Kung-Su, Güney Çin Denizinde küçük bir balıkçı kasabasıdır. Şirin kasabanın hemen bütün halkı, balıkçılıkla geçinir…

Pung-Çiyang’ın balıkçı kahvesinde bir sabah, nerden, nasıl geldiği belli olmayan bir kedi yavrusu miyavlamaya başladı. İhtiyar Pung, sıska kedi yavrusunu iri avuçlarının arasına aldı. Küçük tekirin süt mavimsi gözlerine baktı,

– Seni bana Allah gönderdi!.. diye söylendi. Sonra çırağına,
– Bu küçüğün adı, Çung-Ban… Buna iyi bak!.. dedi. Çung-Ban, küçük maskara, birkaç gün içinde gelişti, büyüdü.

Yalnız Pung Amca’nın değil, bütün müşterilerin sevgilisi oldu. Çung-Ban’ın kötü bir huyu vardı, hırsızlık… Aşağı yukarı her kedi hırsızdır. Ama Çung-Ban gibisi görülmemiştir.
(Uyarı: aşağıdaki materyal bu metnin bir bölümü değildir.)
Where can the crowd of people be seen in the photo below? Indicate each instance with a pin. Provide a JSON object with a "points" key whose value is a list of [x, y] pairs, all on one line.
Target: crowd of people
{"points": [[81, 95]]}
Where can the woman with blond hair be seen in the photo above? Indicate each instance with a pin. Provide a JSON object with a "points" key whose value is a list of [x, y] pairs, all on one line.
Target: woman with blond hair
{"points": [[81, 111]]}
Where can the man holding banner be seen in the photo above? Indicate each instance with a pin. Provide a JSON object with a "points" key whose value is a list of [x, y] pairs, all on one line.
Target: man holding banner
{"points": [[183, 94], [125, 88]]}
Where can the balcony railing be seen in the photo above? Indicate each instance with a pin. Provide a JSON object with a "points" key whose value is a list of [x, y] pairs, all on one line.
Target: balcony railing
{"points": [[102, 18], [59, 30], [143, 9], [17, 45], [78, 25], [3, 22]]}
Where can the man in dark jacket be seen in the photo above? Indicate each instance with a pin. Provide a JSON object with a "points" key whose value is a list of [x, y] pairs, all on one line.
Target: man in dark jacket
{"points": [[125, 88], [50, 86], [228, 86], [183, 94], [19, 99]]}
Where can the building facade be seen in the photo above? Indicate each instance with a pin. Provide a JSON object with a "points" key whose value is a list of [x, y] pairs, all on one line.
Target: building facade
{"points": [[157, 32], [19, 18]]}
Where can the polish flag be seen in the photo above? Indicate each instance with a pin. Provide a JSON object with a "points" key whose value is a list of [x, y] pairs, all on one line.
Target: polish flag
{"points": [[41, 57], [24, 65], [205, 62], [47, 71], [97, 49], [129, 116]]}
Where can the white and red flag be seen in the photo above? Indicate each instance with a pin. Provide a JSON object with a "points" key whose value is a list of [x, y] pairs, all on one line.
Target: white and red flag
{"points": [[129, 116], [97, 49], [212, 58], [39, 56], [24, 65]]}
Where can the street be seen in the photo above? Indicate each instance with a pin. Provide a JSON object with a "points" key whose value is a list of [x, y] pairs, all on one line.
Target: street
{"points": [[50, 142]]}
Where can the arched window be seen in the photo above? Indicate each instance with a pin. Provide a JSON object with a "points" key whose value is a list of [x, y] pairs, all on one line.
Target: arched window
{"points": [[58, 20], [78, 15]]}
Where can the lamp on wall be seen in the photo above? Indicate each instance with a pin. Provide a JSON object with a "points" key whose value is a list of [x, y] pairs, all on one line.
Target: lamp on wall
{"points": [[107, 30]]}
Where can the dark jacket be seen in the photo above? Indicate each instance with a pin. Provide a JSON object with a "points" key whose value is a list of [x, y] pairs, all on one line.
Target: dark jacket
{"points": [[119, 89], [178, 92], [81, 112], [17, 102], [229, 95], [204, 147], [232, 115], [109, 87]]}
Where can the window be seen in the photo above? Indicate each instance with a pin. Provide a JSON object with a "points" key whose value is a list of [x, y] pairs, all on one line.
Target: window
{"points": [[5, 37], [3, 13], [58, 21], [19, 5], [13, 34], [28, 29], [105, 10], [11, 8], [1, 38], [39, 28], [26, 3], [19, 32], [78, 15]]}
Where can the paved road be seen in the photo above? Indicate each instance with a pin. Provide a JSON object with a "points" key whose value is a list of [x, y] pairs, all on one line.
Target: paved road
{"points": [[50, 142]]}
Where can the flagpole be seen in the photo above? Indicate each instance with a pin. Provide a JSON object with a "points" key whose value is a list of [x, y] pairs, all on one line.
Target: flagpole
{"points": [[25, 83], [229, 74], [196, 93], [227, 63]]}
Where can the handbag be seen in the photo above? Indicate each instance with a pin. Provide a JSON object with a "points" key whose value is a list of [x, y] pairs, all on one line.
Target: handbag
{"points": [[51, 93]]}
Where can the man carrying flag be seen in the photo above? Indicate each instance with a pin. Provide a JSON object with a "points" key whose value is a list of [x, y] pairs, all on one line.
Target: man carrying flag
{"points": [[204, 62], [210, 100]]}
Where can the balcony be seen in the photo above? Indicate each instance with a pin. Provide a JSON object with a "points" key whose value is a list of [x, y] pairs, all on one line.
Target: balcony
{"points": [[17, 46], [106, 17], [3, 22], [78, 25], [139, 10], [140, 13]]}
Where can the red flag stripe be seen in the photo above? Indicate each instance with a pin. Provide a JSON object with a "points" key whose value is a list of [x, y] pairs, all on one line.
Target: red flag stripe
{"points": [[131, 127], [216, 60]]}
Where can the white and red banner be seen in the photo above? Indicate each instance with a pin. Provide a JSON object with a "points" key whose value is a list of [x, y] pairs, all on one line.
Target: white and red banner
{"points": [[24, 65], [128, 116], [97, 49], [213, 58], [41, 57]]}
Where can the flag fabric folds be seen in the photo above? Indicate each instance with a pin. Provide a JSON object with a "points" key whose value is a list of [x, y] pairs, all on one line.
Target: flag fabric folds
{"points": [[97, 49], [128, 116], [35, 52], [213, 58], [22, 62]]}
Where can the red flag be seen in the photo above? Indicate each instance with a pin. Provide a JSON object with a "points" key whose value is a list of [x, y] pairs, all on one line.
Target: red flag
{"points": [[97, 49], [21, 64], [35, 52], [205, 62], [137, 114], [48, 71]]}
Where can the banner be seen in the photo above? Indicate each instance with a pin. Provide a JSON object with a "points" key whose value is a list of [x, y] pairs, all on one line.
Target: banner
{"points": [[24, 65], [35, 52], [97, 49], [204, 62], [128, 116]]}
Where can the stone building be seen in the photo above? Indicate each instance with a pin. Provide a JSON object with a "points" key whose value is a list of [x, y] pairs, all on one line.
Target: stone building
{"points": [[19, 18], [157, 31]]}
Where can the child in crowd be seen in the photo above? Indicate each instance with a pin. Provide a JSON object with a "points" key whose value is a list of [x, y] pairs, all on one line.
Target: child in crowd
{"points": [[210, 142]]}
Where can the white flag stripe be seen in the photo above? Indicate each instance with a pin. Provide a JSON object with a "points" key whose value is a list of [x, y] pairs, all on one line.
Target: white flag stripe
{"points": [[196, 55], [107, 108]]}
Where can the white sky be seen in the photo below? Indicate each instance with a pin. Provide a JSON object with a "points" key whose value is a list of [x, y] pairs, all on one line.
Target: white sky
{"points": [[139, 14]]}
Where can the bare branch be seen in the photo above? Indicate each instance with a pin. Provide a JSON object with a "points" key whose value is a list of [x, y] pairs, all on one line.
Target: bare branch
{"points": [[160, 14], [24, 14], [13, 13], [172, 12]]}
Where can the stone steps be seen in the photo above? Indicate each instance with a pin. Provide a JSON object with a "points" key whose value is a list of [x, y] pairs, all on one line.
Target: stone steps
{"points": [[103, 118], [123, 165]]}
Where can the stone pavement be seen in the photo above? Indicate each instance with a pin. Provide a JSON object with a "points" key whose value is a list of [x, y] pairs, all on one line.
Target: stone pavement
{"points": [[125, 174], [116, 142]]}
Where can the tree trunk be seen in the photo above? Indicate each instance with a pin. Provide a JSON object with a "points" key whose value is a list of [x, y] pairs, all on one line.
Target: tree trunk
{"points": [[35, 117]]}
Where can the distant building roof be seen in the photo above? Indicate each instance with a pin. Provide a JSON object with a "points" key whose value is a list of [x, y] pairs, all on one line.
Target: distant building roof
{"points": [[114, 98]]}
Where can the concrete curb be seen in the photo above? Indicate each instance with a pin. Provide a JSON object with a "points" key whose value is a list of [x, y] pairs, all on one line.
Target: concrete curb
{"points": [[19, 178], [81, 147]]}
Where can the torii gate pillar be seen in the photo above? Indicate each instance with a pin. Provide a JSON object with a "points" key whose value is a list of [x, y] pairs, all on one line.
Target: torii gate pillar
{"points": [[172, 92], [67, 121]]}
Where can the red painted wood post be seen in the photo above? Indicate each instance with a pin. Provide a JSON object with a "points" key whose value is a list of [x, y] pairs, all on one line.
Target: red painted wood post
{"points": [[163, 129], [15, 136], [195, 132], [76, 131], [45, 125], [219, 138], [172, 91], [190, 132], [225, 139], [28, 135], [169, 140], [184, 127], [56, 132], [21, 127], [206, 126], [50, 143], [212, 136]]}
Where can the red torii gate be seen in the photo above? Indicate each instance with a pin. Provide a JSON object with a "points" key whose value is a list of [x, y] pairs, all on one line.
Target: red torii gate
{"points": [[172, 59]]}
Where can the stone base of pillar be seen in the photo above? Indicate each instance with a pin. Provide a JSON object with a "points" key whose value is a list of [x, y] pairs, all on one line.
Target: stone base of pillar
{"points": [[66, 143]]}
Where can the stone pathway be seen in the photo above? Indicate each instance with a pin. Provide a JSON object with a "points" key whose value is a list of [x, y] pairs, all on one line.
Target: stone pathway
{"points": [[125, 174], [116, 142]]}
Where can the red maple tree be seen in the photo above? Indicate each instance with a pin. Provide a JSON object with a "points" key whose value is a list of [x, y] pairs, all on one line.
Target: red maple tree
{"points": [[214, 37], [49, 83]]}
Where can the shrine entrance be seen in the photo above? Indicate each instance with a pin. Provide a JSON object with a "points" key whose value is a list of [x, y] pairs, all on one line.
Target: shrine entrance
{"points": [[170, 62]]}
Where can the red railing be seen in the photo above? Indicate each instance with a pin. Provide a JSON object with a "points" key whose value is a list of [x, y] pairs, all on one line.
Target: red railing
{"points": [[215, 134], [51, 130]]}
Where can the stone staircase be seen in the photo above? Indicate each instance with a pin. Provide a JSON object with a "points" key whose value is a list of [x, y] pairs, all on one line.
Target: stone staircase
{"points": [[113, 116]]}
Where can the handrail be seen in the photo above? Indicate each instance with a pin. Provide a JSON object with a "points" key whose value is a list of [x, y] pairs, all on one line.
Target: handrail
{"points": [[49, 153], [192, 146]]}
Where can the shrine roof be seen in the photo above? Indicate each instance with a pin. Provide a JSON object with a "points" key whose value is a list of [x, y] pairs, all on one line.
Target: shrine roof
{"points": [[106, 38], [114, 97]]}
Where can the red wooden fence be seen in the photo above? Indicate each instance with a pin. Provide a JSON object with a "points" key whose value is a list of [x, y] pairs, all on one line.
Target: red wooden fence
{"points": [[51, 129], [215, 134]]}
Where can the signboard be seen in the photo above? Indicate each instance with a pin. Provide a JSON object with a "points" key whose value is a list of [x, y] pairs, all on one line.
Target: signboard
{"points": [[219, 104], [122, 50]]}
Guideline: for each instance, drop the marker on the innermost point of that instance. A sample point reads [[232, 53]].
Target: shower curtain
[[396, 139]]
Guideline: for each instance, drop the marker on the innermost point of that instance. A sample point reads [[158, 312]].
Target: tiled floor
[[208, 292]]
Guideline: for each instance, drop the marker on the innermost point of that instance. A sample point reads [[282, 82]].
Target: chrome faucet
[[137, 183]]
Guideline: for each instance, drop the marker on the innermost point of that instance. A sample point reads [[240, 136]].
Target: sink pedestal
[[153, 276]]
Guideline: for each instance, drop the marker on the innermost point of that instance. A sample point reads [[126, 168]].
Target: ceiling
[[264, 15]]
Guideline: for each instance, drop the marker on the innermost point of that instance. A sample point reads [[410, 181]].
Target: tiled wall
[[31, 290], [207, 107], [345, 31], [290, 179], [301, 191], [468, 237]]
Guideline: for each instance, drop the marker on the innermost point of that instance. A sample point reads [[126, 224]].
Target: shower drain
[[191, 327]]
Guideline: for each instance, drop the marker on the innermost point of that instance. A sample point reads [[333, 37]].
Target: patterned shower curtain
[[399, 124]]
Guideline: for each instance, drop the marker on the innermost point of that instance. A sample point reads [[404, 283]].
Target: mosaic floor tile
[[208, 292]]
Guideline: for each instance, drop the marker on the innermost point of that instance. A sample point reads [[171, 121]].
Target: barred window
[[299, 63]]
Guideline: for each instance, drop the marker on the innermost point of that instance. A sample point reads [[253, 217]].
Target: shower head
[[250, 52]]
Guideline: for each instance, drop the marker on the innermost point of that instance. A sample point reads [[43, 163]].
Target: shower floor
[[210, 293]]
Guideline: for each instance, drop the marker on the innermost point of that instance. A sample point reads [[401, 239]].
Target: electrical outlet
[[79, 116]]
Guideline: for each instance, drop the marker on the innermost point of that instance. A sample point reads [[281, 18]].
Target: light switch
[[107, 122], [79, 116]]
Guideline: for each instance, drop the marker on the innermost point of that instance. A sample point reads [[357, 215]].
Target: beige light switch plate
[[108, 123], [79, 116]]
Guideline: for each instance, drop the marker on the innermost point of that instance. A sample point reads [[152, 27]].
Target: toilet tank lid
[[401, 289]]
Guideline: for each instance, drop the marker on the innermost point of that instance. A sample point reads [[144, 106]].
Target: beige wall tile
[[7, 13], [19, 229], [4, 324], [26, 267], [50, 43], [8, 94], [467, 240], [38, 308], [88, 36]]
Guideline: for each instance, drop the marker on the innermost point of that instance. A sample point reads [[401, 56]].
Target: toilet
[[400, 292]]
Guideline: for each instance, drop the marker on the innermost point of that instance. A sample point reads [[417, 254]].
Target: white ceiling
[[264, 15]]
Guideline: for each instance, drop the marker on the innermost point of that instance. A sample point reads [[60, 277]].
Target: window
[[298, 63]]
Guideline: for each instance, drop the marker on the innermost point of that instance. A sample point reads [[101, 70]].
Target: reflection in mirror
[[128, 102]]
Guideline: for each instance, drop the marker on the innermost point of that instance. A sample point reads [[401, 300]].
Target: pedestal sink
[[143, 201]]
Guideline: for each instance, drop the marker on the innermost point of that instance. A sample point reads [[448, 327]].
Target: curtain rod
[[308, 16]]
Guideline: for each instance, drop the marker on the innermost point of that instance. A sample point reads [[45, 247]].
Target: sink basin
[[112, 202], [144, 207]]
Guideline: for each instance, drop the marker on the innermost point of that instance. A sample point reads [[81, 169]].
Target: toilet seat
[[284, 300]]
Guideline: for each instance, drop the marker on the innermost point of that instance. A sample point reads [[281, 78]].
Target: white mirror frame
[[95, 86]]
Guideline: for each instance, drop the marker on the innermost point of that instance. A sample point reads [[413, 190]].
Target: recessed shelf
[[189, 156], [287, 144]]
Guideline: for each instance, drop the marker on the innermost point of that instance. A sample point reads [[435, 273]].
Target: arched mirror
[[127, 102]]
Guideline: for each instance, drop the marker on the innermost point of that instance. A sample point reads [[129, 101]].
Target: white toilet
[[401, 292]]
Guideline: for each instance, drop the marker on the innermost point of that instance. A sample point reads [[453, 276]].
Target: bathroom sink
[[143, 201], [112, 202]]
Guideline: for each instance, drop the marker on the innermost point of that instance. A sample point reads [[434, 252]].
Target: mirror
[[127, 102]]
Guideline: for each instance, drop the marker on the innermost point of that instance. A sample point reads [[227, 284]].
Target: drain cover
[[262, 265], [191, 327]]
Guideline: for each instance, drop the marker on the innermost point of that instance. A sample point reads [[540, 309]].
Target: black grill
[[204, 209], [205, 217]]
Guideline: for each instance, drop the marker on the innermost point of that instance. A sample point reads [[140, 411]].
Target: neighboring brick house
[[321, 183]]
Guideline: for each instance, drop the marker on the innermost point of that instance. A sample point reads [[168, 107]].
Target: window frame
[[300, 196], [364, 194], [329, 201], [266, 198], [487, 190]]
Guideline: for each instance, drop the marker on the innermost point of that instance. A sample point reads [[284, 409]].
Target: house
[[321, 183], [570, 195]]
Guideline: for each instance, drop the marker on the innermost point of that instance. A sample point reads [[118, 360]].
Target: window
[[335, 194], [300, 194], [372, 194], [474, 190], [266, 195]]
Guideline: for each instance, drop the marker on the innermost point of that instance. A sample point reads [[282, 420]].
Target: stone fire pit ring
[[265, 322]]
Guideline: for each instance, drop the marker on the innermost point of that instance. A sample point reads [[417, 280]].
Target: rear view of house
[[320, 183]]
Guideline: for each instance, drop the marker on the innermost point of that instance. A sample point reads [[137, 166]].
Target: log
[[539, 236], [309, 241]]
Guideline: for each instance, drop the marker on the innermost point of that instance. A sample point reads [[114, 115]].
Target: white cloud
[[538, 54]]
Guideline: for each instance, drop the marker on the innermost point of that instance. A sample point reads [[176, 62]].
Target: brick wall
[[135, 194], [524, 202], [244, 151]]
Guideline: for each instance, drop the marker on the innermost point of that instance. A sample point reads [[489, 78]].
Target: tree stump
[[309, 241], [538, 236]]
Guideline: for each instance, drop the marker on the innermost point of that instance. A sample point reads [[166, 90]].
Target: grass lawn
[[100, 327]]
Daha altı aylık var yoktu, bütün komşular şikâyete başladılar. Her sabah, daha gün ağarmadan vazifesine sadık bir memur gibi, işe çıkar, öğleye kadar bütün mahalleyi talan ederdi. Girmediği mutfak, karıştırmadığı teldolap yoktu. Ocakta kaynayan tencerenin kapağını açıp, içinden sıcak sıcak bir parça balığı çalmadığı gün olmazdı. Çung-Ban’ı, bütün zararına, hırsızlığına rağmen herkes seviyordu. Çünkü, o kadar kurnazca hırsızlık yapıyordu ki, onun yüzünden zarara uğrayanlar bile, bu hırsızlıkları Çung’un muziplikleri diye karşılarlardı.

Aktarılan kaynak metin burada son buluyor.